RSS

Inline SCM: A Proposal For A Better SVN or Git

Recently, my team had to shift focus in development slightly. Our changes required us to go back to the latest QA verified build in our source control repository (in our case Subversion). We started working off of this version to ensure that any new stuff was branching off from a verified source. There are some problems with this, of course. Source control programs have great ability to tag, branch, and merge code. One thing that is weak is reverting and rolling back changes.

An Example

Joe at Apple checks in r1000 to his team’s SVN repository. This version marks the release candidate of, say, PhotoBooth 1.0. QA tests this version and confirms it works, and Apple ships r1000. Gearing up for the next release, Joe’s team start commiting to the repository. Joe checks in r1500, which is in very good condition. Over the last 500 checkins, Joe’s team has added a bunch of cool new features and fixed up a bunch of pesky bugs that existed in r1000 (the last public release). The only thing wrong with r1500 is that a few of the new features are not quite implemented, and some things that worked in r1000 don’t work in r1500.

Now, Steve Jobs rolls into Joe’s office and has a great idea for a new quick feature to add to Photo Booth, and he wants that new feature done and released to the public in one week. This new feature itself won’t take long at all, but for Joe’s team to fix all the things wrong with r1500, they would need much longer than a week. So instead, Joe reverts back to r1000, which he know works pretty well. The team branches and works off of r1000 and creates the new feature Steve wanted. They are now ready for release.

But… old bugs that were fixed between r1000 and r1500 are now reappearing. Since all the work that’s taken place in between r1000 and r1500 (new features and bug fixes) was dropped to get this new release out, many old problems that were fixed come back up.

Now begins the painful process of seeing at which commit points certain bugs were fixed and then trying to merge all of these back. This is a pain, messy, and needs to be reworked.

A New Way

I suggest a new way to handle source control management. SCM has always done a great job of tracking changes among a large set of files. The one thing it does not do so great a job on is tracking changes within the same file. SVN will let you diff between two file revisions, but we cannot comment what specifically changed at the code level, nor can we even comment what happened at the file level, only at the commit level.

Consider the following screenshot:

svn

Imagine if XCode or any IDE of your choice would handle your SCM. Any time you chose to do a commit, you would be presented with a global list of all files that had modifications (ie: svn stat). You would then go through these modified files and be presented with a diff of the previous revision and the current revision (ie: FileMerge). Instead of just confirming that you are changing what you think you are changing, you take a little extra time for each commit. In place of just writing a commit message for the entire commit with many files, you can write a separate commit message for each particular block of code that changed. This could become tedious, but there could be easy ways to select large portions of a file and mark them all as the same Change.

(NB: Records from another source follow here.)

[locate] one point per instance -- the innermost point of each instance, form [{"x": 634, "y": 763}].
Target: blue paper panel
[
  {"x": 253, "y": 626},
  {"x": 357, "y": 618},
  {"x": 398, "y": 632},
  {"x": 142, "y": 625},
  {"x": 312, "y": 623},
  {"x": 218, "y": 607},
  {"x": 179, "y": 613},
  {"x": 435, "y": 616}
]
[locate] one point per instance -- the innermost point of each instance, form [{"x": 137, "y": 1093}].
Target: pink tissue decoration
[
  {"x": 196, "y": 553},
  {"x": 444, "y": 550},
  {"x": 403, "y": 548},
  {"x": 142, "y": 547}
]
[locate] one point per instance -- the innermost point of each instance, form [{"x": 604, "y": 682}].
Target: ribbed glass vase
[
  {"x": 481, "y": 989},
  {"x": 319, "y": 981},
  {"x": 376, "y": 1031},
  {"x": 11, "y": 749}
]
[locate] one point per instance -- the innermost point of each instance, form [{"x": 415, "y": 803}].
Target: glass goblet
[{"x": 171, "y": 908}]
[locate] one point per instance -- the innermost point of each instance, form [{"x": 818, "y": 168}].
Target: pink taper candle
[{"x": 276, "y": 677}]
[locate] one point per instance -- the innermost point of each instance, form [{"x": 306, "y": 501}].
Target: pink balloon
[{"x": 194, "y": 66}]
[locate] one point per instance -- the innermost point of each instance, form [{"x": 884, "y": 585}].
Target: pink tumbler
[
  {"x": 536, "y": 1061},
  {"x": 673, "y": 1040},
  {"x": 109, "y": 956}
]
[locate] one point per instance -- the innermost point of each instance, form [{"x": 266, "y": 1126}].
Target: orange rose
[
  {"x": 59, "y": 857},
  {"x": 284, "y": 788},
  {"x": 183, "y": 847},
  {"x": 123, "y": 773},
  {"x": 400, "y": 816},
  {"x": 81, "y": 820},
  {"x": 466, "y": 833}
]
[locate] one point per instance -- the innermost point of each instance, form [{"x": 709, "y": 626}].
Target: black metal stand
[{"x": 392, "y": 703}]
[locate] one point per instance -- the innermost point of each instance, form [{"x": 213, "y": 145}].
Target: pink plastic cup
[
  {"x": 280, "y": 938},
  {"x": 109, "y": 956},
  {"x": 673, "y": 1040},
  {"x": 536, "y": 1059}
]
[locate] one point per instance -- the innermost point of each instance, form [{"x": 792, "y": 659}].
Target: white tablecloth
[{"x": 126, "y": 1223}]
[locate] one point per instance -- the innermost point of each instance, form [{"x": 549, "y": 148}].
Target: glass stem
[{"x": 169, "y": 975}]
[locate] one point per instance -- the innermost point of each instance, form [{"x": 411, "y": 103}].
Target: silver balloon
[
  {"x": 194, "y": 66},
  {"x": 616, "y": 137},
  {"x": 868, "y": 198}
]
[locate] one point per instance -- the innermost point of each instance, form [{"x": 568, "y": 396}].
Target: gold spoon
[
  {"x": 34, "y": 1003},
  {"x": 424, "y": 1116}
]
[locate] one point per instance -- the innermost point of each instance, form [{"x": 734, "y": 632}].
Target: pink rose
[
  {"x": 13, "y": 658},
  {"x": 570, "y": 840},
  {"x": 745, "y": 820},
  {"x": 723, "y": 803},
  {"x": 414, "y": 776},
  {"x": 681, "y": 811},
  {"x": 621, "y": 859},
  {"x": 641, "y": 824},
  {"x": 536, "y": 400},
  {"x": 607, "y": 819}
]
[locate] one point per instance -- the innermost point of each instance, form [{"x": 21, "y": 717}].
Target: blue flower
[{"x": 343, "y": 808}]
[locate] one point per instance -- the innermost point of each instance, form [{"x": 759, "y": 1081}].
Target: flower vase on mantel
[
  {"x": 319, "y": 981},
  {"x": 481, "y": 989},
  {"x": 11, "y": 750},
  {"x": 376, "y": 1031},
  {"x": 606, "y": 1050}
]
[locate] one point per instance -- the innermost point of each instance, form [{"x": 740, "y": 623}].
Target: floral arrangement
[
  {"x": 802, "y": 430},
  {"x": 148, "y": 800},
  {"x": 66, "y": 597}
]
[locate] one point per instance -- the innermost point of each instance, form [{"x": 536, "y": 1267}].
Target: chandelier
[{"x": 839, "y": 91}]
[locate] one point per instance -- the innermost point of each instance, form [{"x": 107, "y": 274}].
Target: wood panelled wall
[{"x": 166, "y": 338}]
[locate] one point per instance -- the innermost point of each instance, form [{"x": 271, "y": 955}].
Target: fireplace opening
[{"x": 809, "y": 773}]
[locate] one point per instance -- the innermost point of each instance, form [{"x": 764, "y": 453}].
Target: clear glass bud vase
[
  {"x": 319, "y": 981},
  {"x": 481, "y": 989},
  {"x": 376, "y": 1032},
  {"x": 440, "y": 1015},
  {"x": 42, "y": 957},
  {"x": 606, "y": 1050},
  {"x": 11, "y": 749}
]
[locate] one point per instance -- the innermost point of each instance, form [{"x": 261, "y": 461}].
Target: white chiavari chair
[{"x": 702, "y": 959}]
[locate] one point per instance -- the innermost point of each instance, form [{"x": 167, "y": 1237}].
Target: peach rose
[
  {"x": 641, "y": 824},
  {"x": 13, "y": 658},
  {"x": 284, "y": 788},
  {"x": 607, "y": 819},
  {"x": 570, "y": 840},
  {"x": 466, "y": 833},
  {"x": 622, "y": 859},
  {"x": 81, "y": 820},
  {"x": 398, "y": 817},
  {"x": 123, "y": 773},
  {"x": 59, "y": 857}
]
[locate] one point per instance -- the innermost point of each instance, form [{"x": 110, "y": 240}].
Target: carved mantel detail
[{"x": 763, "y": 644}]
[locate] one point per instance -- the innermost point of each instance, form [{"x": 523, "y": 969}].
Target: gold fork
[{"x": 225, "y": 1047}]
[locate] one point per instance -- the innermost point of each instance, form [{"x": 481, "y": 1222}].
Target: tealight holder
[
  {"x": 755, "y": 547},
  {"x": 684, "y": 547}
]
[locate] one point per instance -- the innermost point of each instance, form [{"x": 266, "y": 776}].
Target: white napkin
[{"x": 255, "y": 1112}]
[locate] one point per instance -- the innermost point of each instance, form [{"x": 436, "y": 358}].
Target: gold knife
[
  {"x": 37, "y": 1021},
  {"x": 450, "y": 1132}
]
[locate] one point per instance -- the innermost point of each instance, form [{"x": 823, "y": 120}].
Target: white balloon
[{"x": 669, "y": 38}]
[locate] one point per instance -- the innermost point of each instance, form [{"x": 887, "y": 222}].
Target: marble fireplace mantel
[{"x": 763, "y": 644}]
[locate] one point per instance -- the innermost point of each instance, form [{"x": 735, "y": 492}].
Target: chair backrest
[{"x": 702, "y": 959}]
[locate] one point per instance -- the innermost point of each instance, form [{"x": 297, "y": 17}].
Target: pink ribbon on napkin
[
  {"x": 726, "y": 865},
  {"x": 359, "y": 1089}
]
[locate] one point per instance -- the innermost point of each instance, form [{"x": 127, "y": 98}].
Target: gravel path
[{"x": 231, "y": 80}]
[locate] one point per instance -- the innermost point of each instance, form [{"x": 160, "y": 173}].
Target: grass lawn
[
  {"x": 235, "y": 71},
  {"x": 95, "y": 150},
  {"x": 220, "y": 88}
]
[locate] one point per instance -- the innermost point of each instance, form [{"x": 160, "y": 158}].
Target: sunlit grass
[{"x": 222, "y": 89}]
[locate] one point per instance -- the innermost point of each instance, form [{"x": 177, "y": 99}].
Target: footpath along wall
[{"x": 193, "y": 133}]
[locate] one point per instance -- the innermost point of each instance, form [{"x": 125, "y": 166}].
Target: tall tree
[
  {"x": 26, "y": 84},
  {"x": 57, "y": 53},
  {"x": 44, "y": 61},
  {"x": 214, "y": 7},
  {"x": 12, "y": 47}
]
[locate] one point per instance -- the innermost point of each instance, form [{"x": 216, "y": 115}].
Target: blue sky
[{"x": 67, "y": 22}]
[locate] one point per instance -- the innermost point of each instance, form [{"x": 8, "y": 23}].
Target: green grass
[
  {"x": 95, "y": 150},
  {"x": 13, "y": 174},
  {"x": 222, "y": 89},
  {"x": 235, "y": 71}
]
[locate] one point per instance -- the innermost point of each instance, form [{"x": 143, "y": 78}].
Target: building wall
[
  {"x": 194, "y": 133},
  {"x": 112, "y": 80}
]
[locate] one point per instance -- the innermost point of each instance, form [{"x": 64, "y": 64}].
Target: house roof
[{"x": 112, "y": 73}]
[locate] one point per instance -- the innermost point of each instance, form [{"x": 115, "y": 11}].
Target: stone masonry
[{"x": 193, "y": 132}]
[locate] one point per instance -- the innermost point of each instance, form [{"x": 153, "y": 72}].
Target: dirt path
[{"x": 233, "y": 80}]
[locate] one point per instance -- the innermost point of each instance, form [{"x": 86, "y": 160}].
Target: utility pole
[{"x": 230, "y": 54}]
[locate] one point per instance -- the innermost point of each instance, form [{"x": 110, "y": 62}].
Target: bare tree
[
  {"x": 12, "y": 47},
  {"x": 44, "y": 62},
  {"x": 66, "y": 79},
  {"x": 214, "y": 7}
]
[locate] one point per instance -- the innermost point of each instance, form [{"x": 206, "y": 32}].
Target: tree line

For example, say we are cleaning up a large method. We might have many different changes here and there every few lines, but all of these little changes group together to make one large Change: that of cleaning up this method. So instead of commenting each one of these minor changes, we would just comment the larger Change and say “we cleaned up this method.” Just having this sort of inlining could greatly help trying to trackdown when some piece of code changed somehwere in the history of the repository and why. As of right now, if you are trying to figure out what changed in a particular file, the only information you have is the commit message, which usually is only a line or two and covers the entire commit not a specific part of it.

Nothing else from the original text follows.